The centrepiece of the buildings, which are very precisely inserted into the modelled topography, consists of three greenhouses, which were realised as three hemispherical timber lattice domes. The construction of these greenhouses required the pooling of technical know-how in the areas of energy design, thermal performance, structural integrity and glazing as well as assembly and logistics. With a free span of over 90 metres, the broadest of the three domes is one of the largest such timber lattice structures worldwide. All three domes consist of double-curved laminated timber beams, which are arranged in two or three intersecting layers. The domes are glazed with double-curved panes of glass, some of which include openable windows. The main beams of the timber structures that, from above, resemble shells, are tightly bunched together on the north side of the base and fan out towards the south, creating a structurally varied translucency that optimises the solar gain. Detailed knowledge of local climatic conditions, the thermal demands inside the structure and the structural efficiency and availability of suitable constructional resources were key parameters for successfully minimising the ecological footprint.

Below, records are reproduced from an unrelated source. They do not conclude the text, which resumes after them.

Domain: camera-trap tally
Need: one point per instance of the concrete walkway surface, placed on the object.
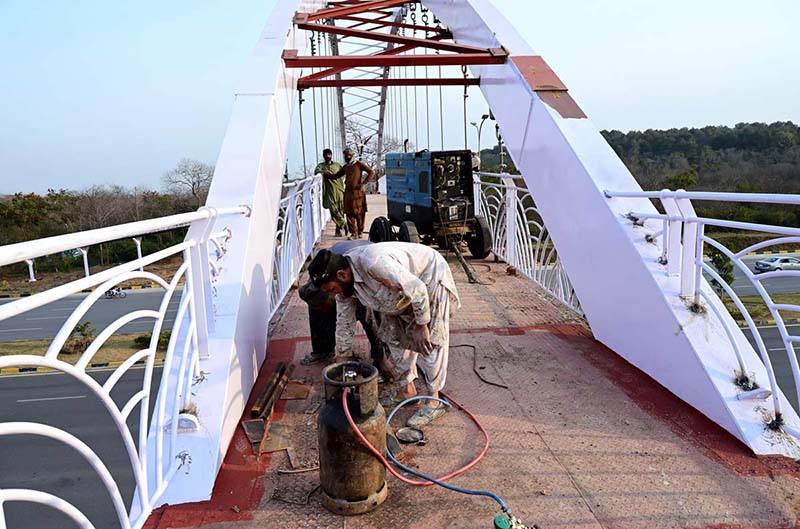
(579, 438)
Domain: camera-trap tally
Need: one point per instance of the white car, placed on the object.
(771, 264)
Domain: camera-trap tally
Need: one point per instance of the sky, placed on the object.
(99, 92)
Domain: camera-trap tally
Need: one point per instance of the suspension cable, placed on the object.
(314, 98)
(416, 88)
(424, 19)
(466, 95)
(322, 103)
(441, 110)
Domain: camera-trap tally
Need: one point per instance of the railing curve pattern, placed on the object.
(685, 245)
(202, 254)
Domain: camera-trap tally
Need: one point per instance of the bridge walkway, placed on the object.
(580, 438)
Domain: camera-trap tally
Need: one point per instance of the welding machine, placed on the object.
(430, 198)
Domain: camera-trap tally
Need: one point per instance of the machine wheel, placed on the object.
(480, 244)
(408, 232)
(380, 230)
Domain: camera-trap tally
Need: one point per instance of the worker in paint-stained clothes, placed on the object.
(332, 189)
(355, 200)
(412, 288)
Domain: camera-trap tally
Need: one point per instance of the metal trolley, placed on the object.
(430, 198)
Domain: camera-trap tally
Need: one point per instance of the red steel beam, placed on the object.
(365, 21)
(333, 71)
(388, 37)
(349, 83)
(395, 24)
(292, 60)
(354, 9)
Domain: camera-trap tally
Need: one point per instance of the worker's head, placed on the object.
(331, 273)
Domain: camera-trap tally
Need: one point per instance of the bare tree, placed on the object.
(364, 141)
(190, 177)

DMAA’s very early decision to use timber as widely as possible in this project permitted not only extensive prefabrication but also high quality of execution, while also opening up a rich seam of potential historical associations.
The entrance building, which is approached from the access road via a large courtyard, leads visitors via an open stair that passes through a circular opening in the slab onto a huge roof terrace, from which they can oversee the entire park and become aware of the building’s twin function as an interface between architecture and landscape. The cantilevered vie-wing platform soars above the area of water at the heart of the park and directs visitors towards the three greenhouses in the botanical gardens.

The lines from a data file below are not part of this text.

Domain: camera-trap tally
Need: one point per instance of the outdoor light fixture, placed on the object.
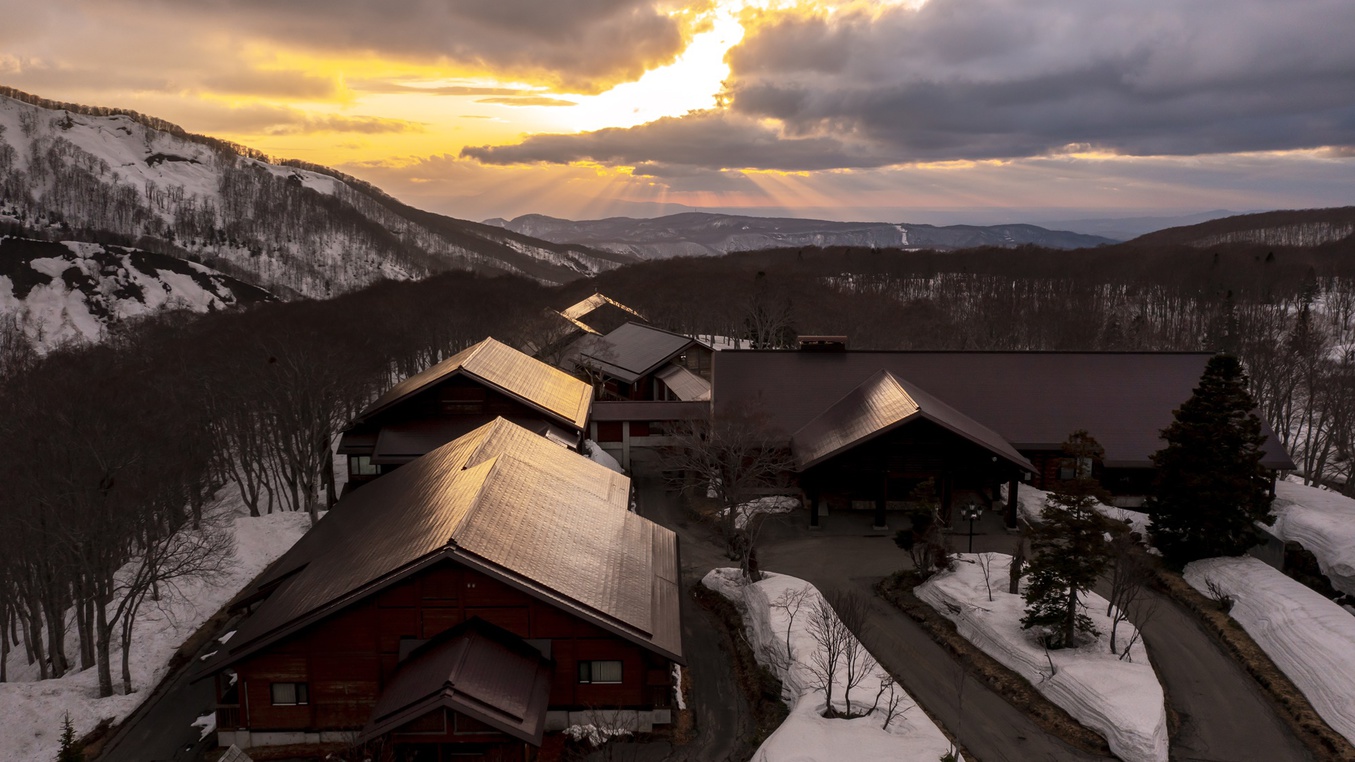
(972, 511)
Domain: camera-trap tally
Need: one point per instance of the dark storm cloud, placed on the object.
(1008, 79)
(584, 44)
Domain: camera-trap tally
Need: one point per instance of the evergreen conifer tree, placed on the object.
(1210, 487)
(1069, 549)
(71, 750)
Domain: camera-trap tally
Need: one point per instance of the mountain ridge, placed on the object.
(701, 233)
(290, 227)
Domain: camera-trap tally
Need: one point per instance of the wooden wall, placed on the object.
(347, 658)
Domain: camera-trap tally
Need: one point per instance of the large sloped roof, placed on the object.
(1033, 400)
(632, 350)
(884, 403)
(496, 364)
(474, 669)
(504, 502)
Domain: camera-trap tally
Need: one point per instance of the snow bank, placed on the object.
(1119, 698)
(806, 735)
(1030, 503)
(31, 709)
(1324, 524)
(1309, 637)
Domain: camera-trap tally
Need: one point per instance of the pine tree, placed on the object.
(1210, 487)
(1069, 549)
(71, 749)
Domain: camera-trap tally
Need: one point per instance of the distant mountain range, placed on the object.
(698, 233)
(72, 171)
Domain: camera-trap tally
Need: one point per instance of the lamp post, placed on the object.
(972, 511)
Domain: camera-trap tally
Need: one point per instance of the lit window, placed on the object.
(290, 693)
(599, 673)
(362, 465)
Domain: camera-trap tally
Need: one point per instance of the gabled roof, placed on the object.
(881, 404)
(474, 669)
(1034, 400)
(687, 385)
(632, 350)
(500, 500)
(583, 307)
(497, 365)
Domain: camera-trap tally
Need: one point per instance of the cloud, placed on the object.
(706, 138)
(978, 79)
(1004, 79)
(526, 101)
(287, 84)
(584, 45)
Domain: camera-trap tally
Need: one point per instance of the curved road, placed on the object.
(1224, 713)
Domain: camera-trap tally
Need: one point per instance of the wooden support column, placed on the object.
(880, 503)
(946, 495)
(1011, 500)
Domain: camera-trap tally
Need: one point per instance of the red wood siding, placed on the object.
(347, 658)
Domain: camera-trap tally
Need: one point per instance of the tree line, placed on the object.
(111, 453)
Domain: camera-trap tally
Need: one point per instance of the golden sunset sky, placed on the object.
(919, 110)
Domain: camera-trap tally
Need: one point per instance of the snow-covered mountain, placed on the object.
(77, 290)
(69, 172)
(701, 235)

The terraces of the bonsai museum, which are laid out in concentric circles, provide the constructional framework for this precise presentation of an ancient Far Eastern aspect of Garden Art. The path taken by visitors reflects the principle of a domesticated natural landscape. Just like the mighty domes of the greenhouses, the base of the bonsai museum also reacts dynamically with the modelled topography of the landscape and the surface of the pool.
The research centre contains laboratories, studios, office buildings, workshops, meeting rooms, lecture rooms and a library and is broken down into a number of pavilions of different sizes, which are linked together by a common connecting block at the ground floor level.
The sculptural articulation of the overall concept is based on traditional Chinese timber roof structures, which it attempts to do justice to by reinterpreting their structural and geometrical logic. The restaurant and tea house is a perfect example of the application of the principles of piled and interwoven load-bearing layers, of creating steps and scale by adding or removing layers close to supports or edges and of playing with proportional relationships between structure and space.
The constant dialogue between inside and outside and the architecturally subtle articulation of the interface between architecture and landscape are reflected in the sculptural modelling of the landscape park, which merges organically with the built infrastructure.